Su esposo le da el mérito a doña Leyla. Siempre confió en su capacidad de emprender un negocio puesto que, en todo lo que incursionaba (por ejemplo, cuando empezó como empacadora de regalos en Freund y luego como supervisora de una agencia bancaria), siempre sobresalió. “El éxito es totalmente de ella, porque ella es la que ha creado el concepto de servicio agradable. Las recetas son puro empeño de ella”, afirmó.
Toda una maestra
Para De Quirós, un negocio necesita de muchas cosas, pero en especial el interés del dueño. “A mi no me interesa el dinero, sino el éxito. Yo se que esto viene a raíz del éxito”, dijo.
Para lograrlo dice que el sacrificio tiene que ser mayor. “La persona que quiere triunfar tiene que levantarse dos horas antes y dos horas después. No dejar las cosas para mañana”, aconsejó.
Se considera “sencilla”. Por ejemplo, al ingresar a la tienda lo primero que hace es cambiar su fino delicado vestuario por el uniforme The Coffee Cup. “Yo soy una persona bien sencilla. Entro a las tiendas y beso a mis empleadas. Hay una amistad y un cariño. He tratado que no vean en mi a una jefa regañona o grosera. Para mí es importante que la gente me quiera, porque si me quieren a mí, quieren mi marca”, dijo.
Wendy Montes lleva cuatro años siendo testigo de ese trato: “todo lo que yo sé es gracias a ella. Ella ha sido nuestra maestra. Todo lo que aprende nos lo va transmitiendo para estar a la vanguardia. Es una linda persona, como si fuera nuestra mamá. Cuando cometemos un error nos regaña, pero el consejo va a la par”, dijo.

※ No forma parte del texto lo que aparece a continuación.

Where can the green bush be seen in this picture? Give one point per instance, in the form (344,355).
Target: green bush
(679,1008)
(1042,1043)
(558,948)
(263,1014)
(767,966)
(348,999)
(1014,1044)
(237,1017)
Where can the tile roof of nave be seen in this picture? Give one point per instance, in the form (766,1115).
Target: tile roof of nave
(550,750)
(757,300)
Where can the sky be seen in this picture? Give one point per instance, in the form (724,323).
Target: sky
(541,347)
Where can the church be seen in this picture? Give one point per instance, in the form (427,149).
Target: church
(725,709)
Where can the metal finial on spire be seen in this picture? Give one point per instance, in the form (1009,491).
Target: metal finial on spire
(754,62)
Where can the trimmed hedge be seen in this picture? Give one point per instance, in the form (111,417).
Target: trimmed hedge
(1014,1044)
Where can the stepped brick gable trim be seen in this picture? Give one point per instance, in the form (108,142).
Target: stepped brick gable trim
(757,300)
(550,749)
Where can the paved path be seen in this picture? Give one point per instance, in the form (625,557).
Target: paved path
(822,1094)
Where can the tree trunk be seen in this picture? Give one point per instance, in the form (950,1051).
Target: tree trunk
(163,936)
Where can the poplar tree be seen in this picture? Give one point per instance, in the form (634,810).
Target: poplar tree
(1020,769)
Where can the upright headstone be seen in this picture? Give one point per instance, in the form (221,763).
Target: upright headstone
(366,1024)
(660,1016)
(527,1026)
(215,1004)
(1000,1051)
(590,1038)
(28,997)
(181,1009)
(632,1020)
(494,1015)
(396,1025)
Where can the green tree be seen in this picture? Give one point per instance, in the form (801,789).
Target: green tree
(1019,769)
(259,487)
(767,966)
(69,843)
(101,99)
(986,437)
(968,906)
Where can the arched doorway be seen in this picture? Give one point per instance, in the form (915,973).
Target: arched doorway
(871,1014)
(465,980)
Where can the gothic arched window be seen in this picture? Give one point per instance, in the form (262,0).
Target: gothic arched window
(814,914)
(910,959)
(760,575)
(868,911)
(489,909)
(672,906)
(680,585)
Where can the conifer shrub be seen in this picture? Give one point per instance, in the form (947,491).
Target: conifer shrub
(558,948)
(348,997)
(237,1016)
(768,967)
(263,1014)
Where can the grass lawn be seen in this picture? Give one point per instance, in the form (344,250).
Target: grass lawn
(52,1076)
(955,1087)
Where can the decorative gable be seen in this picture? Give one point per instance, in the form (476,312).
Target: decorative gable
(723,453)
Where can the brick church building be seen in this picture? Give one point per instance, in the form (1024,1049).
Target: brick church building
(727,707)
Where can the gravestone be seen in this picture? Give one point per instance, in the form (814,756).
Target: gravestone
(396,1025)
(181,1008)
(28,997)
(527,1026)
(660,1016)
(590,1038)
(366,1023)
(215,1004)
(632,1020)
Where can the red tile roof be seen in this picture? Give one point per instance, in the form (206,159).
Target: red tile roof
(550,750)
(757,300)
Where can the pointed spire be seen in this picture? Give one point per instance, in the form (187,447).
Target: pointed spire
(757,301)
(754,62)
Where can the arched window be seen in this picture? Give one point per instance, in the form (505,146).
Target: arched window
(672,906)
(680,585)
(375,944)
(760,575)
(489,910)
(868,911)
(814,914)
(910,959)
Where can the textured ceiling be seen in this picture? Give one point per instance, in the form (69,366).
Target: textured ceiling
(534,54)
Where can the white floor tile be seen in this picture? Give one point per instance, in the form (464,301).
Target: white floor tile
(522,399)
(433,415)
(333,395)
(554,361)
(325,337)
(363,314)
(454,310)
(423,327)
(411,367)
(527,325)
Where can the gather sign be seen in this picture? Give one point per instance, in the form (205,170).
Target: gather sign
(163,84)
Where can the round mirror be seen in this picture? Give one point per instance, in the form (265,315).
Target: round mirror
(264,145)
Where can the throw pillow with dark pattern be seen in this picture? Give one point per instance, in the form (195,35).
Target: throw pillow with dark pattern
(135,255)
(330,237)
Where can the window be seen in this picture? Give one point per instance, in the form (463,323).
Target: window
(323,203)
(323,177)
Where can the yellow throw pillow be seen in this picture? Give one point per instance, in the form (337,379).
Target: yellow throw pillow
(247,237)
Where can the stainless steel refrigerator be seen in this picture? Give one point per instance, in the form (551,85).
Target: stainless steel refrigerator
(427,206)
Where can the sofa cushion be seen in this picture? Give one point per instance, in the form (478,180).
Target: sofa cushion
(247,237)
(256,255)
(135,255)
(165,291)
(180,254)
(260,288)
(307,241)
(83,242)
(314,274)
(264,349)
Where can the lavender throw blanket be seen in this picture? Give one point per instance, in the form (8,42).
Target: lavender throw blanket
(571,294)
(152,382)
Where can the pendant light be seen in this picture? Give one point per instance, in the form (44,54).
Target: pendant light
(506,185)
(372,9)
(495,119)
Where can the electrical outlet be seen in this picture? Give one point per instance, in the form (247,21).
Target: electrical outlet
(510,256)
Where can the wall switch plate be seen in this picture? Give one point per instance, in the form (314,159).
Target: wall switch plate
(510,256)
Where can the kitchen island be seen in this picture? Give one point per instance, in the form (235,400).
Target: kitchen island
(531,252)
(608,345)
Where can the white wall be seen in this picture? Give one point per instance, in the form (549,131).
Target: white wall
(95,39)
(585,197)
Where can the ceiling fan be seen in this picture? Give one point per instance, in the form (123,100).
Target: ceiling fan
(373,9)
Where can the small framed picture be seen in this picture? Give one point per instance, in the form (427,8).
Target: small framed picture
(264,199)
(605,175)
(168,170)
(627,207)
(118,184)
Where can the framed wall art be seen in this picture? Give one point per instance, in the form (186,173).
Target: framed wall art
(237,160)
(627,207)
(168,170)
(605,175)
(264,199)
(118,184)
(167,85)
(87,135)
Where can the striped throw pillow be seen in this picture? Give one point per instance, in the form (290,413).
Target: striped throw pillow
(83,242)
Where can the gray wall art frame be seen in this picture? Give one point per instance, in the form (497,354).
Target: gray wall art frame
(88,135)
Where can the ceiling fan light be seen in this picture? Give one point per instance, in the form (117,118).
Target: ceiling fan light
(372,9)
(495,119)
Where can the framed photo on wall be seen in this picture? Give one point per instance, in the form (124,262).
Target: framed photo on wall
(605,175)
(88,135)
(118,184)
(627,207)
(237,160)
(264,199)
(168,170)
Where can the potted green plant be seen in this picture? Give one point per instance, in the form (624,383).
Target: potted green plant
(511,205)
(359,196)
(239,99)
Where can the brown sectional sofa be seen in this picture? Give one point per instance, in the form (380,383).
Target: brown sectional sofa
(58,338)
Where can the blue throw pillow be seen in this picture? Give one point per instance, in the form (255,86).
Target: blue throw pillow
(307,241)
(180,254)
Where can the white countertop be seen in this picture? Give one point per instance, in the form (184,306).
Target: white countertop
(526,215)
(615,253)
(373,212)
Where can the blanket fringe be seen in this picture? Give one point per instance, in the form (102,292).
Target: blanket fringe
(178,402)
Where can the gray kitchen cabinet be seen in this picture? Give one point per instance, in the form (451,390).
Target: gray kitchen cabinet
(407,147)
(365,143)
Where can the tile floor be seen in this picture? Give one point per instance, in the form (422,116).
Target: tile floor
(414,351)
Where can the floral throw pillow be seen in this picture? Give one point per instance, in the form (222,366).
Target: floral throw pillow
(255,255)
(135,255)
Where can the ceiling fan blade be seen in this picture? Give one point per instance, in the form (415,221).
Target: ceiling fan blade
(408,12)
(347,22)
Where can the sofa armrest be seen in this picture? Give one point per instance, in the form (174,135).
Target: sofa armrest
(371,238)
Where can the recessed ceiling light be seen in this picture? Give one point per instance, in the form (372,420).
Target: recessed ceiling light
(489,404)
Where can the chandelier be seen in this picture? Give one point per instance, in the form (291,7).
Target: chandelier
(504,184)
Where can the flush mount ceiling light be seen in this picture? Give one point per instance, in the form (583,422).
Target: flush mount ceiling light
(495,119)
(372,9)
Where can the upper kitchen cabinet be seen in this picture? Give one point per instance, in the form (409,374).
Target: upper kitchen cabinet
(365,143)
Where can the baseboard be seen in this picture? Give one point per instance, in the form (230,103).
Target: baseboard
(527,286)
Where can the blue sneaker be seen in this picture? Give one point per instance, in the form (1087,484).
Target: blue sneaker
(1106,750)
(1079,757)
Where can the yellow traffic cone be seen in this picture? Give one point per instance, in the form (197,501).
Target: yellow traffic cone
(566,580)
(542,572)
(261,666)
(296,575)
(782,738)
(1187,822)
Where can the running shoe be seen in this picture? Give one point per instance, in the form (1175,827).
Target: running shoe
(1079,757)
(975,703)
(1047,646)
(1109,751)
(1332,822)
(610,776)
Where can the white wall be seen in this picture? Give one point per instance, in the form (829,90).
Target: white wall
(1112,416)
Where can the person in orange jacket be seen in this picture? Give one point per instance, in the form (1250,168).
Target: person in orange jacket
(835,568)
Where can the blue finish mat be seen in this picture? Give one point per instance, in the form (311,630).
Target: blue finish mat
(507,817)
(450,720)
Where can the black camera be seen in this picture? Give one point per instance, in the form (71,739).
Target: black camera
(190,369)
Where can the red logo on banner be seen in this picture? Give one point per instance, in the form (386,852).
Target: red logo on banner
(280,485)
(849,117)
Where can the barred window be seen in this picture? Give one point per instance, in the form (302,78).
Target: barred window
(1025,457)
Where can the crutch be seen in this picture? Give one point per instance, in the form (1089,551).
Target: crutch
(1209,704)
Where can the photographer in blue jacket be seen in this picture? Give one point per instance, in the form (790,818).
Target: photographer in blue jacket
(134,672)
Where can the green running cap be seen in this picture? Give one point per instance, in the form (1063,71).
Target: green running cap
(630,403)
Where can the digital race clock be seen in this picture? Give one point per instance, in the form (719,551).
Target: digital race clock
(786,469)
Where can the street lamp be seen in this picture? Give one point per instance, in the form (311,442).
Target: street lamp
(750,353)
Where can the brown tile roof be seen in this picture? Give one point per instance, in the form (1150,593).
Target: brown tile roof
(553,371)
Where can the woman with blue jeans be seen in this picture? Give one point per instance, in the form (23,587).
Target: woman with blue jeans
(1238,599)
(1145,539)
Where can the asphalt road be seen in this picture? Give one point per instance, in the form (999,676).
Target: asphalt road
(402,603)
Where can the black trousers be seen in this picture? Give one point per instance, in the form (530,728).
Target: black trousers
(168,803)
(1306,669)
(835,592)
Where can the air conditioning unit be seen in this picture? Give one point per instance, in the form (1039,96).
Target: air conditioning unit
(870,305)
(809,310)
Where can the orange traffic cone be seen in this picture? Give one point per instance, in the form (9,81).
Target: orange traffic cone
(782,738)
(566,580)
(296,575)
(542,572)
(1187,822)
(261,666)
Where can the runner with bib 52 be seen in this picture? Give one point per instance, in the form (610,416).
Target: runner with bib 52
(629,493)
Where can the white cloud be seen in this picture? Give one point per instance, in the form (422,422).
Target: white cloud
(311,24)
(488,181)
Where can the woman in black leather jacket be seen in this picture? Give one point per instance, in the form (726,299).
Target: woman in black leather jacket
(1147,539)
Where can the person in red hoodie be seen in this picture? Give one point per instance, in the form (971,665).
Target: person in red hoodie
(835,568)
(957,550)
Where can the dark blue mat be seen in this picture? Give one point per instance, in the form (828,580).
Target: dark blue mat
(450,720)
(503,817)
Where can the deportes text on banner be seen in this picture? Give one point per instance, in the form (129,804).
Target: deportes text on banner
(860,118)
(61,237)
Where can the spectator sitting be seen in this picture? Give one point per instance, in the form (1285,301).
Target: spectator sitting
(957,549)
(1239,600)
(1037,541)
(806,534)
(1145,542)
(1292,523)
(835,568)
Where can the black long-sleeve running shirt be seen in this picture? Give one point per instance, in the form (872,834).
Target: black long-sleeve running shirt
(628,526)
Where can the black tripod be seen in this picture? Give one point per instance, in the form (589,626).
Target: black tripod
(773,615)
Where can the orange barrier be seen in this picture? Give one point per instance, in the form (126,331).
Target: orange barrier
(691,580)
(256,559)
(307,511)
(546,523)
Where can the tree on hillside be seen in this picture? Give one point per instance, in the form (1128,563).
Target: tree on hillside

Aunque De Quirós confiesa sentirse “feliz y contenta”, porque ha podido realizar su sueño y difundir la cultura del café en El Salvador y además brindar una nueva profesión a unas 200 de madres solteras, no afirma sentirse exitosa del todo, se limita a decir, “es algo precioso”. “Yo creo que el éxito no es completo nunca, uno siempre quiere más, yo me siento que puedo dar más. Con unas 10 tiendas más yo sería feliz”, culminó la empresaria.